Esta terça-feira, a Sonaecom lançou uma oferta pública de aquisição (OPA) parcial sobre 24,16% do seu próprio capital, oferecendo como contrapartida acções da Zon Optimus, que correspondem a 2,45 euros por acção. Tendo em conta este valor, o montante da oferta é de 216 milhões de euros.
A oferta incide sobre um máximo de 88.479.803 acções da Sonaecom, representativas de 24,16% do capital da empresa. E, em troca, a cotada liderada por Ângelo Paupério oferece as 37.489.324 acções que detém de forma directa na Zon Optimus, que equivalem a 7,28% do capital da empresa que resultou da fusão entre a Zon Multimédia e a Optimus.
“É uma operação que permite a saída de bolsa de uma sociedade que esteve sujeita a um evento que alterou a sua matriz e, como tal, é bem-vinda”, explicou ao Negócios Octávio Viana. No entanto, o presidente da Associação de Investidores e Analistas Técnicos (ATM) considera que esta operação, “no que diz respeito às suas especificidades, deixa muito a desejar”.
Isto porque o rácio de troca levanta “dúvidas, nomeadamente em termos legais”. “O rácio de troca não é efectivamente conhecido, depende da adesão à oferta. E isso cria uma incerteza jurídico-económica muito grande, pois só no final vou saber quantas acções vou receber. Não é aceitável”, resume Octávio Viana.
“Nestes moldes, a oferta não permite um juízo ponderado sobre a oportunidade da oferta”, realça o presidente da ATM que adianta que a associação vai esperar pela análise do regulador. “A CMVM vai analisar o prospecto da operação e só vai aprová-lo se for correcto”, continua.
Octávio Viana acredita que o objectivo final da Sonaecom é retirar a empresa de bolsa. Mas, vai conseguir atingir os 90% das acções alvo de oferta que, posteriormente, lhe permitirão lançar uma oferta potestativa? “Penso que esta oferta não vai ter êxito”, refere o presidente da ATM.
“Neste momento, o preço do mercado ajustou. O investidor pode vender as acções já e realizar o mesmo dinheiro que é oferecido na operação. Aliás, há até um benefício maior em vendê-las no mercado porque não tem a incerteza que representa o rácio de troca”, diz Octávio Viana.
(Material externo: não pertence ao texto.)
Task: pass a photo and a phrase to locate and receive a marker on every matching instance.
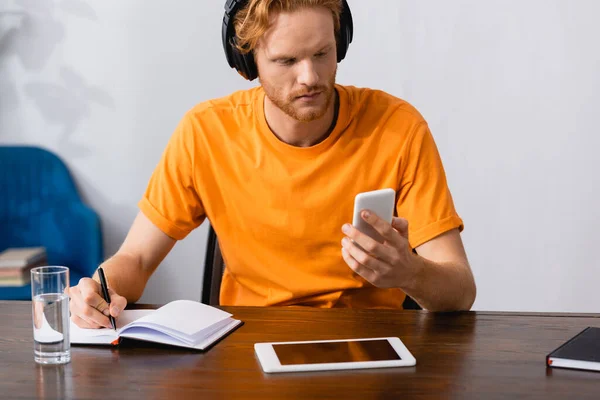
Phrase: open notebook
(181, 323)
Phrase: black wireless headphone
(244, 63)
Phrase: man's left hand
(390, 264)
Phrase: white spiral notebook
(182, 323)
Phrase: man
(276, 169)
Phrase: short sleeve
(171, 200)
(424, 197)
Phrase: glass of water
(50, 309)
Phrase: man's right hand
(88, 308)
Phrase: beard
(291, 105)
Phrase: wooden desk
(465, 355)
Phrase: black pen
(106, 296)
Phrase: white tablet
(325, 355)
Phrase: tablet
(327, 355)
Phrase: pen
(106, 296)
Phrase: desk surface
(459, 355)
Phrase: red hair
(252, 20)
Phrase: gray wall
(509, 89)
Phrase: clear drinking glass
(50, 308)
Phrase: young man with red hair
(275, 170)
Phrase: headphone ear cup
(250, 68)
(243, 63)
(346, 31)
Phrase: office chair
(214, 268)
(40, 206)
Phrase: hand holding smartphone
(381, 202)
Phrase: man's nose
(307, 74)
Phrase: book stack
(16, 264)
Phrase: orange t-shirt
(278, 209)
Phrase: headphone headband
(245, 64)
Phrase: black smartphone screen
(335, 352)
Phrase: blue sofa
(40, 206)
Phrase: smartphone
(326, 355)
(381, 202)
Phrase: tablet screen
(335, 352)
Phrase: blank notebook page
(185, 316)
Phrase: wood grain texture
(459, 355)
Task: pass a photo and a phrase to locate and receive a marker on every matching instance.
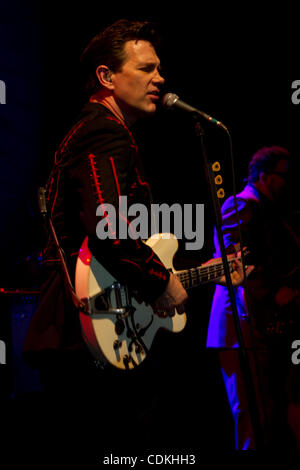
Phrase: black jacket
(97, 162)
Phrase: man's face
(277, 178)
(137, 84)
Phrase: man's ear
(104, 75)
(263, 177)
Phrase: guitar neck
(203, 274)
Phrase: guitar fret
(202, 274)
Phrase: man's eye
(148, 68)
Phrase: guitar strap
(79, 304)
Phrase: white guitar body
(121, 339)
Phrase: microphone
(170, 100)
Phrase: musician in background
(267, 309)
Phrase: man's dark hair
(265, 160)
(107, 48)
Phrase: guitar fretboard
(195, 276)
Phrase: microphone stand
(243, 356)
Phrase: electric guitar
(115, 326)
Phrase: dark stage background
(230, 64)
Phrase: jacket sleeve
(100, 173)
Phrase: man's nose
(158, 79)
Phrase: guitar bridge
(114, 300)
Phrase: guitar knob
(119, 327)
(138, 349)
(117, 344)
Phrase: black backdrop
(226, 61)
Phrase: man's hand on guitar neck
(237, 274)
(175, 296)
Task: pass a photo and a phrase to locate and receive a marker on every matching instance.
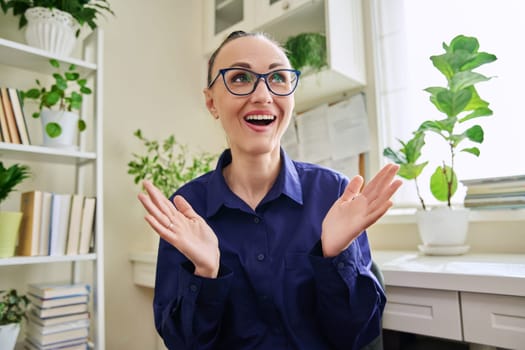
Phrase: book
(75, 344)
(59, 310)
(18, 112)
(29, 232)
(51, 321)
(86, 228)
(54, 290)
(47, 339)
(60, 207)
(61, 327)
(45, 221)
(11, 122)
(75, 218)
(57, 301)
(4, 130)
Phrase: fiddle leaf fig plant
(85, 12)
(66, 94)
(168, 164)
(460, 103)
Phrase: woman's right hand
(183, 228)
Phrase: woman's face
(238, 114)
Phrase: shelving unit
(86, 165)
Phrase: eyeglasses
(243, 82)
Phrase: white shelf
(28, 260)
(408, 215)
(44, 154)
(30, 58)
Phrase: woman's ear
(210, 103)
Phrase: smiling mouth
(260, 119)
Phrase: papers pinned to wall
(331, 135)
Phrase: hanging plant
(307, 50)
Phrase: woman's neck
(251, 177)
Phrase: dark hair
(232, 36)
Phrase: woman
(265, 252)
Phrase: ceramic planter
(52, 30)
(443, 230)
(9, 225)
(68, 121)
(8, 336)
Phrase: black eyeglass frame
(259, 76)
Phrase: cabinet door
(497, 320)
(268, 10)
(423, 311)
(221, 17)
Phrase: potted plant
(168, 164)
(54, 25)
(10, 221)
(13, 307)
(65, 96)
(461, 104)
(307, 51)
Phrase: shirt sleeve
(188, 309)
(350, 300)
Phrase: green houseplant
(10, 177)
(65, 96)
(13, 307)
(461, 105)
(307, 50)
(167, 164)
(55, 25)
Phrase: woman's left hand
(355, 211)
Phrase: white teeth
(260, 117)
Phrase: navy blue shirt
(275, 290)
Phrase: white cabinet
(423, 311)
(340, 21)
(64, 171)
(497, 320)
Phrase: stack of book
(58, 317)
(55, 224)
(495, 192)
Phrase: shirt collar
(219, 193)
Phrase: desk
(476, 298)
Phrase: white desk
(477, 298)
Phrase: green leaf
(53, 129)
(439, 183)
(475, 133)
(472, 150)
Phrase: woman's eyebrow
(247, 65)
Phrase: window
(405, 34)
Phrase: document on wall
(347, 124)
(313, 134)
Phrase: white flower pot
(52, 30)
(443, 230)
(8, 336)
(68, 121)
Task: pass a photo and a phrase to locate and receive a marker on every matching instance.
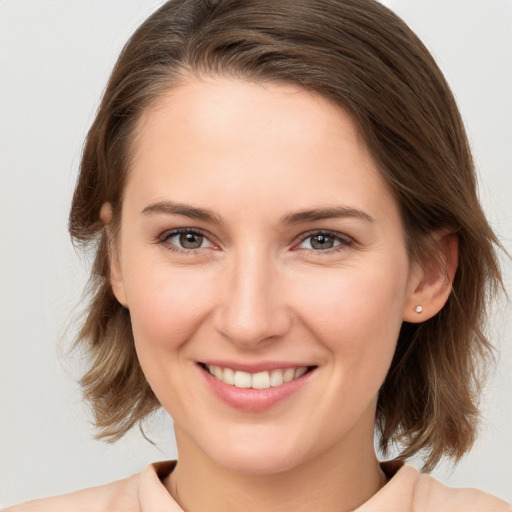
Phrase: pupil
(191, 241)
(322, 242)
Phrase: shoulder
(429, 494)
(408, 490)
(122, 495)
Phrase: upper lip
(254, 367)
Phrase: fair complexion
(258, 237)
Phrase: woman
(291, 252)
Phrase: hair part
(364, 58)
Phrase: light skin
(290, 252)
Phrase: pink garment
(408, 490)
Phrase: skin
(256, 290)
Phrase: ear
(116, 276)
(431, 280)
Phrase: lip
(254, 367)
(254, 400)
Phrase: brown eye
(325, 241)
(186, 240)
(322, 242)
(191, 240)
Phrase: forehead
(220, 138)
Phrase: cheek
(166, 307)
(357, 315)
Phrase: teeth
(229, 376)
(242, 380)
(260, 380)
(276, 378)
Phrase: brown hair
(360, 55)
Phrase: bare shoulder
(431, 495)
(122, 495)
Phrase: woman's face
(258, 242)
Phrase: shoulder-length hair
(361, 56)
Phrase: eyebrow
(336, 212)
(171, 208)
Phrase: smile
(259, 380)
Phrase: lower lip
(254, 400)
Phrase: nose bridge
(252, 308)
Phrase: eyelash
(344, 241)
(164, 239)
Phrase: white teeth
(276, 378)
(288, 374)
(260, 380)
(229, 376)
(242, 380)
(299, 372)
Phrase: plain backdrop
(55, 58)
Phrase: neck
(341, 479)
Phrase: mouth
(259, 380)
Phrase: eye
(324, 241)
(186, 240)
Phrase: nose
(252, 306)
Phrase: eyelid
(169, 233)
(345, 240)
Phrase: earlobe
(431, 282)
(116, 276)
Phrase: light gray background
(55, 57)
Os investidores que poderão aceitar a oferta são os arbitragistas, investidores mais qualificados, que comprem acções da Sonaecom e assumam uma posição curta na Zon Optimus. Posteriormente, aquando da oferta, vendem as acções da primeira e recebem títulos da Zon para encerrar a posição curta.
“Em termos racionais, se o preço de mercado não se alterar, não acredito no sucesso da operação”, defende Octávio Viana. “Se a operação não tiver adesão, a empresa terá de subir o preço”, antecipa.
“Apesar de defender que esta operação é bem-vinda, tem que ser revista em termos de rácio de troca e preço de comparação com o mercado”, conclui o presidente da ATM.